The Billboard Women in Music Awards took over Hollywood on Wednesday night, with Keke Palmer hosting a ceremony that moved from a packed red carpet to emotional speeches and live performances. Zara Larsson won Breakthrough Artist, Mariah the Scientist took Rising Star, and Ella Langley turned a record-breaking country run into one of the night’s loudest moments.
The carpet itself told the story of the evening. Yahoo spoke with more than 15 artists across pop, country and hip-hop, while Teyana Taylor was the last to arrive and stopped to hug people in her path. Among the guests were Taylor, Larsson and the Oscar-winning KPop Demon Hunters trio Ejae, Audrey Nuna and Rei Ami, who later danced and sang from their seats during Larsson’s set.

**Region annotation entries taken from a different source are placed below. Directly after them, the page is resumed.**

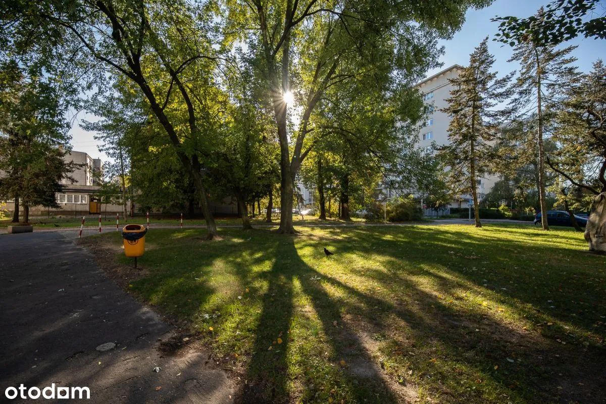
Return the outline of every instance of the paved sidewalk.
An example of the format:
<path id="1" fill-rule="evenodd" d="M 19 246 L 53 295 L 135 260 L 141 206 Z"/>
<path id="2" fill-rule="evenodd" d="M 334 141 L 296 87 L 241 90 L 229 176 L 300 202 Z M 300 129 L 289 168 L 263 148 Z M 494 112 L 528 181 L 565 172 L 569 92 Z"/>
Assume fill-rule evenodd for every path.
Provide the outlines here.
<path id="1" fill-rule="evenodd" d="M 526 224 L 531 225 L 532 222 L 528 222 L 525 220 L 512 220 L 507 219 L 482 219 L 482 223 L 484 224 L 490 224 L 490 223 L 502 223 L 502 224 Z M 141 220 L 139 224 L 145 225 L 145 221 Z M 352 222 L 351 223 L 306 223 L 306 224 L 298 224 L 295 223 L 295 227 L 356 227 L 356 226 L 364 226 L 364 227 L 376 227 L 376 226 L 439 226 L 444 225 L 473 225 L 474 224 L 473 219 L 471 220 L 467 219 L 443 219 L 439 220 L 435 220 L 430 222 L 414 222 L 410 223 L 366 223 L 364 222 Z M 279 223 L 277 222 L 274 222 L 271 224 L 265 224 L 265 223 L 258 223 L 253 224 L 253 227 L 267 228 L 272 227 L 278 227 L 279 225 Z M 241 225 L 239 224 L 233 224 L 233 225 L 221 225 L 218 224 L 217 227 L 218 228 L 240 228 L 242 227 Z M 120 227 L 120 229 L 122 227 Z M 154 228 L 168 228 L 168 229 L 178 229 L 180 228 L 179 225 L 165 225 L 159 222 L 152 222 L 150 224 L 150 230 L 153 230 Z M 199 225 L 184 225 L 184 229 L 186 228 L 206 228 L 206 225 L 204 224 Z M 101 227 L 102 233 L 111 233 L 112 231 L 116 231 L 116 225 L 104 225 Z M 80 231 L 79 227 L 34 227 L 34 232 L 59 232 L 64 234 L 67 238 L 77 239 L 78 236 L 78 233 Z M 0 234 L 5 233 L 6 228 L 0 228 Z M 83 230 L 82 236 L 85 237 L 86 236 L 94 236 L 95 234 L 98 234 L 99 228 L 95 226 L 85 226 Z"/>
<path id="2" fill-rule="evenodd" d="M 224 371 L 199 351 L 163 355 L 171 327 L 61 233 L 0 236 L 0 402 L 32 402 L 8 400 L 7 387 L 53 383 L 88 387 L 99 404 L 232 401 Z"/>

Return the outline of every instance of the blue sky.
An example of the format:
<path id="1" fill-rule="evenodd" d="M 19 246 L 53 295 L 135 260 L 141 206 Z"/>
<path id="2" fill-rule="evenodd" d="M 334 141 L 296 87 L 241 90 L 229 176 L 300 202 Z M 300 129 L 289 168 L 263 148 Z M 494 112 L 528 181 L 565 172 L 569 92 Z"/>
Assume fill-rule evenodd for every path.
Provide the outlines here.
<path id="1" fill-rule="evenodd" d="M 432 0 L 423 0 L 430 1 Z M 491 39 L 498 32 L 498 24 L 493 22 L 490 19 L 495 16 L 506 16 L 514 15 L 527 17 L 536 12 L 541 5 L 546 5 L 549 0 L 496 0 L 491 6 L 481 10 L 469 10 L 466 15 L 465 24 L 460 31 L 448 41 L 441 41 L 441 45 L 445 47 L 445 52 L 439 59 L 444 64 L 442 68 L 436 68 L 427 72 L 431 76 L 438 71 L 457 64 L 462 65 L 467 64 L 469 55 L 473 48 L 478 46 L 484 38 L 488 35 Z M 606 3 L 598 5 L 598 12 L 604 13 L 606 11 Z M 591 64 L 598 58 L 606 58 L 606 41 L 592 39 L 586 39 L 577 38 L 570 41 L 564 45 L 578 45 L 573 55 L 578 59 L 576 62 L 579 68 L 583 71 L 588 71 Z M 488 42 L 488 49 L 494 55 L 496 59 L 494 68 L 502 76 L 518 68 L 516 63 L 508 63 L 507 60 L 511 56 L 511 48 L 508 45 L 503 46 L 500 42 L 492 41 Z M 95 117 L 80 113 L 76 122 L 82 119 L 94 121 Z M 99 152 L 98 142 L 93 138 L 93 133 L 83 131 L 76 123 L 72 130 L 72 146 L 75 150 L 85 151 L 93 157 L 101 157 L 107 161 L 107 157 Z"/>
<path id="2" fill-rule="evenodd" d="M 490 7 L 481 10 L 469 10 L 465 16 L 465 22 L 460 31 L 454 34 L 452 39 L 442 41 L 441 44 L 445 47 L 445 53 L 440 58 L 444 63 L 441 68 L 436 68 L 427 72 L 431 76 L 453 64 L 465 65 L 469 60 L 469 55 L 474 48 L 487 35 L 489 38 L 488 50 L 494 55 L 494 69 L 502 76 L 516 70 L 516 63 L 508 63 L 511 56 L 511 48 L 501 42 L 493 41 L 494 34 L 498 32 L 498 22 L 490 21 L 496 16 L 527 17 L 534 14 L 541 5 L 545 5 L 549 0 L 496 0 Z M 603 13 L 606 8 L 606 2 L 599 4 L 596 8 L 598 13 Z M 573 55 L 578 59 L 576 65 L 579 70 L 588 71 L 591 64 L 598 58 L 606 58 L 606 41 L 584 38 L 576 38 L 569 41 L 562 46 L 578 45 Z"/>

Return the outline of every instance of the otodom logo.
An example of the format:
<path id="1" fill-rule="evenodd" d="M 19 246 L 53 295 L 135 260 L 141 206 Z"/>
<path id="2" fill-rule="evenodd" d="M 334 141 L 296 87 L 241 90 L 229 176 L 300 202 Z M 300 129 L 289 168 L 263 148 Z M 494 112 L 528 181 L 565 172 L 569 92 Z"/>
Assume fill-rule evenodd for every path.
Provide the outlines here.
<path id="1" fill-rule="evenodd" d="M 9 400 L 16 399 L 45 399 L 53 400 L 56 399 L 88 399 L 90 398 L 90 390 L 88 387 L 56 387 L 52 383 L 48 387 L 41 390 L 38 387 L 27 388 L 21 385 L 18 387 L 8 387 L 4 390 L 4 396 Z"/>

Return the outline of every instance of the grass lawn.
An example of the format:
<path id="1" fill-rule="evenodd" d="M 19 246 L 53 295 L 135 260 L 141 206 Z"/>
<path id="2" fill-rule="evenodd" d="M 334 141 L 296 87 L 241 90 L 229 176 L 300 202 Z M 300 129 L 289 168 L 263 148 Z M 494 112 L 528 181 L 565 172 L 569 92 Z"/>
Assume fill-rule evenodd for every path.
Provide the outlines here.
<path id="1" fill-rule="evenodd" d="M 265 216 L 259 216 L 258 215 L 254 218 L 251 218 L 251 223 L 253 224 L 266 224 L 265 221 Z M 279 224 L 280 218 L 279 217 L 274 217 L 273 224 L 278 225 Z M 350 224 L 351 222 L 363 222 L 364 219 L 358 219 L 353 217 L 350 222 L 347 222 L 345 220 L 339 220 L 338 219 L 327 219 L 326 220 L 321 220 L 318 219 L 316 216 L 306 216 L 301 218 L 300 216 L 294 216 L 293 217 L 293 222 L 297 225 L 305 225 L 309 224 Z M 145 224 L 146 223 L 147 219 L 145 216 L 136 216 L 135 217 L 128 217 L 128 223 L 136 223 L 139 224 Z M 178 217 L 157 217 L 152 216 L 150 218 L 150 225 L 154 226 L 155 225 L 170 225 L 177 226 L 179 224 L 179 219 Z M 215 220 L 216 224 L 218 226 L 225 225 L 240 225 L 242 224 L 242 220 L 239 217 L 227 217 L 227 218 L 219 218 L 215 219 Z M 80 225 L 82 224 L 82 216 L 78 217 L 66 217 L 63 216 L 62 217 L 30 217 L 30 223 L 34 225 L 36 227 L 39 228 L 53 228 L 53 227 L 79 227 Z M 101 224 L 104 226 L 107 225 L 113 225 L 116 224 L 116 215 L 114 214 L 112 216 L 111 214 L 108 214 L 107 218 L 105 215 L 101 214 Z M 7 226 L 10 226 L 11 225 L 11 219 L 7 219 L 4 220 L 0 220 L 0 228 L 5 228 Z M 87 215 L 86 219 L 84 221 L 85 226 L 93 226 L 97 227 L 99 225 L 99 219 L 98 216 L 95 215 Z M 120 226 L 124 225 L 124 222 L 122 219 L 121 216 L 120 218 Z M 184 227 L 187 227 L 190 225 L 195 226 L 205 226 L 206 222 L 204 219 L 183 219 L 183 225 Z"/>
<path id="2" fill-rule="evenodd" d="M 298 229 L 152 228 L 139 270 L 119 234 L 82 242 L 239 377 L 242 402 L 605 402 L 606 257 L 581 233 Z"/>

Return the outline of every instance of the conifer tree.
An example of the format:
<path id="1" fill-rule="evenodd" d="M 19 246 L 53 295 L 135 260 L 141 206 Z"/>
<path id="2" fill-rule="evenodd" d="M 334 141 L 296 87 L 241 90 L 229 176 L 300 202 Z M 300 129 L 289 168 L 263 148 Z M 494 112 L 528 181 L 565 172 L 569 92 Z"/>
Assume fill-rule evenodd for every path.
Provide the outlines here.
<path id="1" fill-rule="evenodd" d="M 513 73 L 498 78 L 492 71 L 494 58 L 488 53 L 488 37 L 470 56 L 469 65 L 458 77 L 450 79 L 454 89 L 443 110 L 452 116 L 448 126 L 450 144 L 441 153 L 450 167 L 450 182 L 457 192 L 467 192 L 473 199 L 476 227 L 481 227 L 478 210 L 478 177 L 489 170 L 491 142 L 508 108 L 495 110 L 510 94 L 507 89 Z"/>
<path id="2" fill-rule="evenodd" d="M 575 84 L 556 107 L 558 148 L 547 162 L 590 202 L 606 191 L 606 65 L 598 60 Z"/>
<path id="3" fill-rule="evenodd" d="M 539 20 L 544 13 L 541 8 L 537 13 Z M 552 102 L 555 94 L 561 92 L 574 75 L 575 67 L 571 65 L 576 58 L 569 54 L 576 47 L 567 47 L 558 50 L 555 46 L 544 44 L 536 39 L 531 27 L 530 30 L 520 33 L 522 41 L 514 48 L 509 62 L 517 61 L 521 65 L 519 75 L 511 89 L 516 97 L 511 104 L 521 117 L 533 115 L 536 121 L 536 133 L 533 136 L 536 141 L 538 162 L 538 188 L 541 211 L 546 212 L 545 151 L 544 132 L 547 116 L 544 116 L 545 105 Z M 548 230 L 547 217 L 541 215 L 543 230 Z"/>

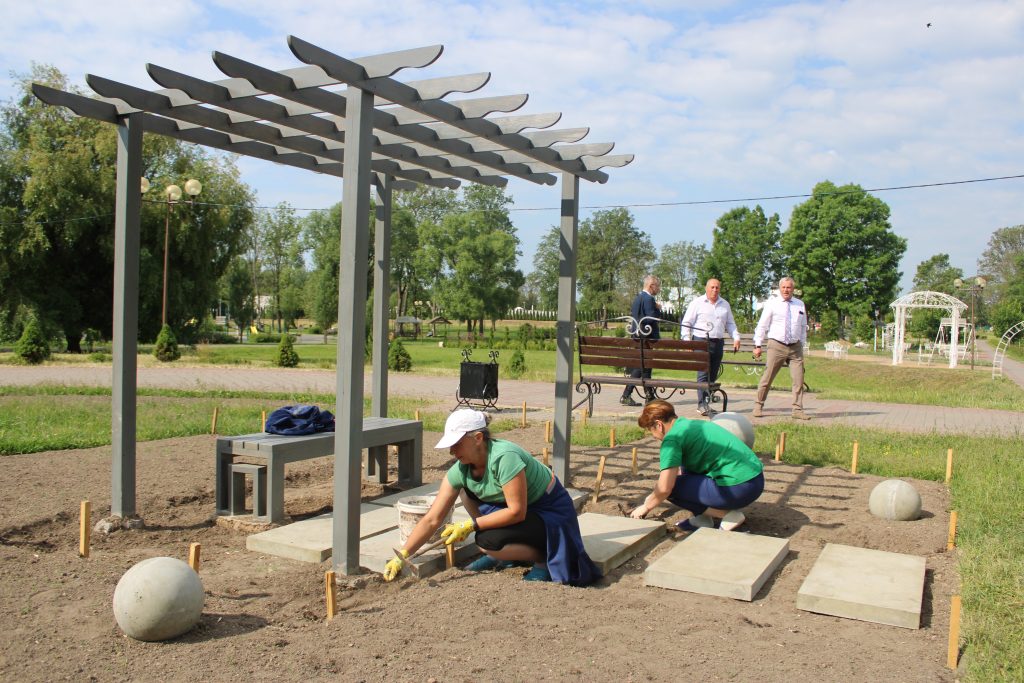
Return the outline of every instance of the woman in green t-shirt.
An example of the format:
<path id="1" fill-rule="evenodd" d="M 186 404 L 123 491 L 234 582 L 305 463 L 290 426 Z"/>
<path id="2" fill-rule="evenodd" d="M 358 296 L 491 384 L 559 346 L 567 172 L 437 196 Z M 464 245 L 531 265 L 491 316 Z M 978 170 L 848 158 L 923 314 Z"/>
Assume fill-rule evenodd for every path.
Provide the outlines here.
<path id="1" fill-rule="evenodd" d="M 473 571 L 531 564 L 526 581 L 586 586 L 601 572 L 587 555 L 572 499 L 554 473 L 511 441 L 490 436 L 488 415 L 463 409 L 449 416 L 436 447 L 449 449 L 458 462 L 441 480 L 427 514 L 409 535 L 401 558 L 384 567 L 384 580 L 401 570 L 404 558 L 430 539 L 462 495 L 470 519 L 441 531 L 445 544 L 475 532 L 483 556 Z"/>
<path id="2" fill-rule="evenodd" d="M 726 530 L 743 523 L 740 508 L 765 488 L 764 467 L 745 443 L 714 422 L 676 417 L 667 400 L 644 405 L 637 424 L 662 442 L 662 474 L 632 517 L 642 519 L 668 500 L 692 514 L 676 524 L 683 531 L 714 526 L 709 513 L 721 516 Z"/>

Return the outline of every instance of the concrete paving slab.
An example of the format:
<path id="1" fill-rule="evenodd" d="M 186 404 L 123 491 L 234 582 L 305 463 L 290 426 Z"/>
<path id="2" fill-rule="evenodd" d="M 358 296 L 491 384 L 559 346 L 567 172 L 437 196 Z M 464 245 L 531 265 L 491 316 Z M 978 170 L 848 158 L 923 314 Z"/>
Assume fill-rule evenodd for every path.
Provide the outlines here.
<path id="1" fill-rule="evenodd" d="M 786 539 L 698 528 L 654 560 L 644 583 L 750 602 L 788 552 Z"/>
<path id="2" fill-rule="evenodd" d="M 797 607 L 919 629 L 925 564 L 924 557 L 829 543 L 797 592 Z"/>
<path id="3" fill-rule="evenodd" d="M 458 517 L 457 510 L 455 516 Z M 467 515 L 468 517 L 468 515 Z M 458 521 L 458 519 L 457 519 Z M 469 538 L 455 551 L 456 564 L 462 564 L 480 554 L 474 543 L 475 537 L 471 533 Z M 371 571 L 384 571 L 384 565 L 394 557 L 394 549 L 398 548 L 398 529 L 378 533 L 359 542 L 359 566 L 364 566 Z M 417 558 L 413 563 L 419 570 L 420 578 L 429 577 L 444 570 L 444 549 L 435 548 Z"/>
<path id="4" fill-rule="evenodd" d="M 331 557 L 334 514 L 318 515 L 246 538 L 246 549 L 302 562 Z M 364 503 L 359 506 L 359 538 L 367 539 L 398 526 L 394 508 Z"/>
<path id="5" fill-rule="evenodd" d="M 607 573 L 665 538 L 665 522 L 596 512 L 580 515 L 580 532 L 590 559 Z"/>

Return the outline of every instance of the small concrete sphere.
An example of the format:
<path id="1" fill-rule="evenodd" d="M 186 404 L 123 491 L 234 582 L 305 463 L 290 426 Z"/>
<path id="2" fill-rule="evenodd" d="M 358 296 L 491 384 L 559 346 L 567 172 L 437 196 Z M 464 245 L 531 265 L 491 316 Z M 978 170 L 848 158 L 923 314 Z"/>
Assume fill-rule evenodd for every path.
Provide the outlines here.
<path id="1" fill-rule="evenodd" d="M 886 479 L 871 489 L 867 509 L 882 519 L 913 521 L 921 517 L 921 494 L 902 479 Z"/>
<path id="2" fill-rule="evenodd" d="M 151 557 L 125 571 L 114 589 L 114 618 L 135 640 L 168 640 L 203 615 L 203 582 L 185 562 Z"/>
<path id="3" fill-rule="evenodd" d="M 746 444 L 748 449 L 754 447 L 754 425 L 746 419 L 745 415 L 739 413 L 719 413 L 711 419 L 719 427 L 724 427 L 737 436 L 740 441 Z"/>

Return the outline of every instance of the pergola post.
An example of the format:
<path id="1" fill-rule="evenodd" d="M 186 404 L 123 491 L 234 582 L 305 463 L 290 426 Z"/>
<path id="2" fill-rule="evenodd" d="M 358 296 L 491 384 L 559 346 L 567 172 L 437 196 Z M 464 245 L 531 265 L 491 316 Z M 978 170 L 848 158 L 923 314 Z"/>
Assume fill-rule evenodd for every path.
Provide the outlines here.
<path id="1" fill-rule="evenodd" d="M 580 178 L 562 173 L 561 239 L 558 243 L 558 323 L 555 355 L 555 433 L 552 459 L 555 475 L 569 485 L 572 443 L 572 347 L 575 341 L 577 227 Z"/>
<path id="2" fill-rule="evenodd" d="M 362 364 L 366 359 L 367 258 L 370 255 L 370 148 L 374 96 L 349 86 L 345 93 L 344 184 L 338 271 L 338 366 L 334 435 L 333 564 L 359 570 L 359 487 L 362 455 Z M 341 334 L 341 326 L 350 327 Z"/>
<path id="3" fill-rule="evenodd" d="M 391 176 L 380 177 L 374 227 L 374 380 L 372 415 L 387 417 L 388 302 L 391 299 Z"/>
<path id="4" fill-rule="evenodd" d="M 111 384 L 111 514 L 135 516 L 135 399 L 138 354 L 142 115 L 118 123 L 114 205 L 114 376 Z"/>

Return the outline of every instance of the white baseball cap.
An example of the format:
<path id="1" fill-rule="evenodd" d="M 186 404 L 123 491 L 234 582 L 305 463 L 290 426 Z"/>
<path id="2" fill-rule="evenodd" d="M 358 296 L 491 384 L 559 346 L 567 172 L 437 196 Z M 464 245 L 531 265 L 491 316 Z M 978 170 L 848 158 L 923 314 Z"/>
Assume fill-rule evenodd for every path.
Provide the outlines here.
<path id="1" fill-rule="evenodd" d="M 487 426 L 487 416 L 480 411 L 464 408 L 449 416 L 444 423 L 444 436 L 437 441 L 435 449 L 451 449 L 456 442 L 469 432 L 485 429 Z"/>

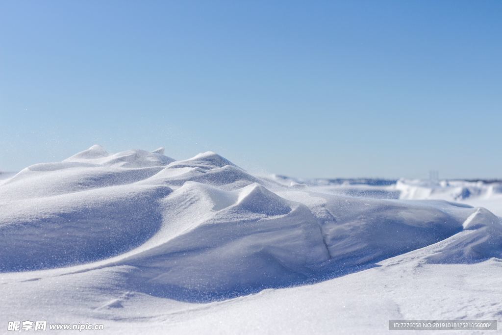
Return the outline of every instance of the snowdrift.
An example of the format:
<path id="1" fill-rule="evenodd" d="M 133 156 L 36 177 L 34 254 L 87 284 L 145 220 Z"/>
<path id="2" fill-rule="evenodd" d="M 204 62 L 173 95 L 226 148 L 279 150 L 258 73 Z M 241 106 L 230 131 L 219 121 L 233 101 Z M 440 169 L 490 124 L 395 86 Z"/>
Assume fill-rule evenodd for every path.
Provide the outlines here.
<path id="1" fill-rule="evenodd" d="M 440 242 L 425 261 L 502 256 L 500 218 L 482 208 L 324 193 L 254 176 L 213 152 L 182 161 L 163 153 L 93 146 L 4 181 L 0 271 L 106 268 L 120 277 L 117 289 L 207 301 L 323 280 Z"/>

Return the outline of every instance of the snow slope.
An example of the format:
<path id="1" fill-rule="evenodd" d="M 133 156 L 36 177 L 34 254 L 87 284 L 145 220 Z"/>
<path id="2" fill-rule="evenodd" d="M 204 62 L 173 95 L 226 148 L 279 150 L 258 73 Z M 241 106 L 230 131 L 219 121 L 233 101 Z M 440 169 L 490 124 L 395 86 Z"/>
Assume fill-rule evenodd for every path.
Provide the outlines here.
<path id="1" fill-rule="evenodd" d="M 163 152 L 110 154 L 93 146 L 3 181 L 0 324 L 27 318 L 92 321 L 124 333 L 327 333 L 334 324 L 349 333 L 384 331 L 379 322 L 419 315 L 388 288 L 406 291 L 396 276 L 420 281 L 432 273 L 443 282 L 447 269 L 501 271 L 500 219 L 483 208 L 335 194 L 253 175 L 211 152 L 182 161 Z M 373 285 L 383 287 L 370 294 L 380 309 L 361 304 Z M 352 309 L 341 309 L 343 299 Z M 499 317 L 493 311 L 499 306 L 481 315 Z M 326 307 L 339 314 L 320 321 Z M 448 314 L 450 307 L 426 318 L 477 315 Z M 354 316 L 368 313 L 375 315 Z M 269 321 L 259 325 L 262 317 Z"/>

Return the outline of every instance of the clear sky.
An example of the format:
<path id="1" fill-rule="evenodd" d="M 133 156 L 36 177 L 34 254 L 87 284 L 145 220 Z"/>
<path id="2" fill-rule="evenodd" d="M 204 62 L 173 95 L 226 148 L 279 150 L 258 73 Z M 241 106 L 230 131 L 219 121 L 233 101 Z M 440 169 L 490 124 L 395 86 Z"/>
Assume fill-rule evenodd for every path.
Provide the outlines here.
<path id="1" fill-rule="evenodd" d="M 502 1 L 0 2 L 0 170 L 99 144 L 502 178 Z"/>

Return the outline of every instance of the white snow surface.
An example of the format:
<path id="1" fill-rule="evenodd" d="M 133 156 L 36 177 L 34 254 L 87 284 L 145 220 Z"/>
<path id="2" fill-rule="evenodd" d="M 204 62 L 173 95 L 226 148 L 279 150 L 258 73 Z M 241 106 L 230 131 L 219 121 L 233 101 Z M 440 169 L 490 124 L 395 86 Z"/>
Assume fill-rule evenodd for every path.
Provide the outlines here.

Larsson opened early in the night with “Midnight Sun,” then later used her acceptance speech to cut against the myth of instant success. “There are so many years of hard work behind an overnight success,” she said, adding that she had stopped chasing being “the best” and instead aimed at becoming “the most me.” The line fit a show built around women who have spent years climbing before getting their turn in the spotlight.
Langley’s moment carried a different kind of weight. She had recently broken a decade-old record held by Taylor Swift, and on the carpet she laughed that her head was spinning “around like an owl,” before adding that it was “pretty scary” and “nuts.” Onstage, Lainey Wilson introduced her as “still Ella,” then Langley delivered a stripped-down version of her No. 1 hit “Choosin’ Texas” and admitted, “I really tried to write a speech for a long time, and then I procrastinated until right now.” She thanked her largely female team and said power, to her, meant strength, resilience and coming back even when you do not want to.
Mariah the Scientist kept her remarks centered on the room around her, saying everybody there was an inspiration. The show’s emphasis on women across genres was not accidental: the performances, the carpet and the speeches all fed into the same argument, that longevity and reinvention matter as much as the breakout moment. For a night that began with a celebration of rising stars and ended with a country singer talking about fighting for her place, Billboard Women in Music answered its own headline plainly: the women being honored are no longer waiting to be noticed; they are already running the show.